Famous First Lines, Part 2

Here’s how to play…Identify the first lines of these famous novels by telling me what book it’s from. Leave a comment with the # of the first line and the title of the book and I’ll cross it off the list. No Googling, that’s cheating and no fun! If you know them all, please don’t guess every one, maybe five max? Mid week I’ll offer hints if needed.

 1. Mr. and Mrs. Dursley, of number four, Privet Drive, were proud to say that they were perfectly normal, thank you very much. Jason, Harry Potter & the Sorcerer’s Stone by Rowling

2. In my younger and more vulnerable years my father gave me some advice that I’ve been turning over in my mind ever since. Mark, The Great Gatsby by Fitzgerald

3. Amerigo Bonasera sat in New York Criminal Court Number 3 and waited for justice; vengeance on the men who had so cruelly hurt his daughter, who had tried to dishonor her. HINT: This was the beginning of a famous movie trilogy. Amy, The Godfather by Puzo

4. At a village of La Mancha, whose name I do not wish to remember, there lived a little while ago one of those gentlemen who are wont to keep a lance in the rack, an old buckler, a lean horse and a swift greyhoundDON QUIXOTE by Cervantes

5. The drought had lasted now for ten million years, and the reign of the terrible lizards had long since ended2001 A SPACE ODYSSEY by Clarke

6. Midway in our life’s journey, I went astray from the straight road and woke to find myself alone in a dark wood.   THE DIVINE COMEDY, INFERNO by Dante Alighieri

7. Renowned curator Jacques Sauniere staggered through the vaulted archway of the museum’s Grand Gallery. Mark, The DaVinci Code by Brown

8. Call me Ishmael. Jason, Moby Dick by Melville

9. All children, except one, grow up.  PETER PAN by Barrie

10. Happy families are all alike; every unhappy family is unhappy in its own way. Amy, Anna Karenina by Tolstoy

 

5 thoughts on “Famous First Lines, Part 2

  1. The old roomate says:

    I have titles, but not authors (embarassingly enough); so those for which I have both . . .
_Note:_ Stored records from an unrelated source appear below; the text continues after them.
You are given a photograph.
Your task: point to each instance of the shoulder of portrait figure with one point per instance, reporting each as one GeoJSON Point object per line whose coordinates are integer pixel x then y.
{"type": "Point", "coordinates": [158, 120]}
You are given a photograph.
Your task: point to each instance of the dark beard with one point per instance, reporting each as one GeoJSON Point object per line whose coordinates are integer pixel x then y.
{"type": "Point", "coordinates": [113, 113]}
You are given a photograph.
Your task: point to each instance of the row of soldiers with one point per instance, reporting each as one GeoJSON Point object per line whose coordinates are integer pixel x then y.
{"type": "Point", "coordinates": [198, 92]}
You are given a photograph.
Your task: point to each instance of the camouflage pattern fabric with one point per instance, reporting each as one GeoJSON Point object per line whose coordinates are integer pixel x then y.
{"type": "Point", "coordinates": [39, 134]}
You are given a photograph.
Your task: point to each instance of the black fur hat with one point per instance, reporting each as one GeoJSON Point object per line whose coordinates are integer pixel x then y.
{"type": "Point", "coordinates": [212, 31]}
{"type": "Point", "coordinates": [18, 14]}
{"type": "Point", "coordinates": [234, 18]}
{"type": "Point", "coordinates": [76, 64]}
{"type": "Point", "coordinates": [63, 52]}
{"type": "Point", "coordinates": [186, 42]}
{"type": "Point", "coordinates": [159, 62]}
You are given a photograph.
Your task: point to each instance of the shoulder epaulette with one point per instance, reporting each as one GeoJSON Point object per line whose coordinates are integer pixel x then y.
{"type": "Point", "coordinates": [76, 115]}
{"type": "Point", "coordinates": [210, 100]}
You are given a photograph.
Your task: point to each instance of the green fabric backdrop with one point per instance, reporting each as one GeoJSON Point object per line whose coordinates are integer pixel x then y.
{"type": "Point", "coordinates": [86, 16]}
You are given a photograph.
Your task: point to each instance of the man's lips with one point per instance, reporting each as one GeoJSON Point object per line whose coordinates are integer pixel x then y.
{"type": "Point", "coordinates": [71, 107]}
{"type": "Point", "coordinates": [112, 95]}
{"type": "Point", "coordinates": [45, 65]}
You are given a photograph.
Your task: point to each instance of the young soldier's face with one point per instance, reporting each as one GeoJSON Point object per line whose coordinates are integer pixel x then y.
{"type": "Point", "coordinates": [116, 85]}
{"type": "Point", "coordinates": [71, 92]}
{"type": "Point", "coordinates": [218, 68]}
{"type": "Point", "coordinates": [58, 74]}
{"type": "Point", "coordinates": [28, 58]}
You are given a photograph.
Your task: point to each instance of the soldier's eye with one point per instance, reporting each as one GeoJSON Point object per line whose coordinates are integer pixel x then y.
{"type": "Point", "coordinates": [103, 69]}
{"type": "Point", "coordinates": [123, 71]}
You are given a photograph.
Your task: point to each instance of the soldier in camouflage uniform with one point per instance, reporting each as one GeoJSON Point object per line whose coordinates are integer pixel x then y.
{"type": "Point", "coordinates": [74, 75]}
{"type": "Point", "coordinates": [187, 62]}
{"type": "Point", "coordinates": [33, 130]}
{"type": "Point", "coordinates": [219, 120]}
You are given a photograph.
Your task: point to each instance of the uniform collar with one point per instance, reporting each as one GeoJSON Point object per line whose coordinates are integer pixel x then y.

    2 is The Great Gatsby (Fitzgerald)
    7 is the DaVinci Code (Brown)

    My apologies to the great writers of #s 4 and 9.

  2. stacybuckeye says:

    Actually, I was thinking of you when I was typing 2. Go figure. I’m sure that 4 & 9 will not be offended-they are long gone 🙂 I have 100 pages left in Lamb. Somehow when I read passages aloud to Jason they are never as funny as when I read them the first time.

  3. The old roomate says:

    I know the feeling. I would be literally crippled with laughter, read it to Maura, and listen to the crickets.

    The lines from Gatsby:

    “If it wasn’t for the mist we could see your home across the bay,” said Gatsby. “You always have a green light that burns all night at the end of your dock.”

    Daisy put her arm through his abruptly but he seemed absorbed in what he had just said. Possibly it had occurred to him that the colossal significance of that light had now vanished forever. Compared to the great distance that had separated him from Daisy it had seemed very near to her, almost touching her. It had seemed as close as a star to the moon. Now it was again a green light on a dock. His count of enchanted objects had diminished by one.

    . . .

    As I went over to say goodbye I saw that the expression of bewilderment had come back into Gatsby’s face, as though a faint doubt had occurred to him as to the quality of his present happiness. Almost five years! There must have been moments even that afternoon when Daisy tumbled short of his dreams—not through her own fault but because of the colossal vitality of his illusion. It had gone beyond her, beyond everything. He had thrown himself into it with a creative passion, adding to it all the time, decking it out with every bright feather that drifted his way. No amount of fire or freshness can challenge what a man will store up in his ghostly heart.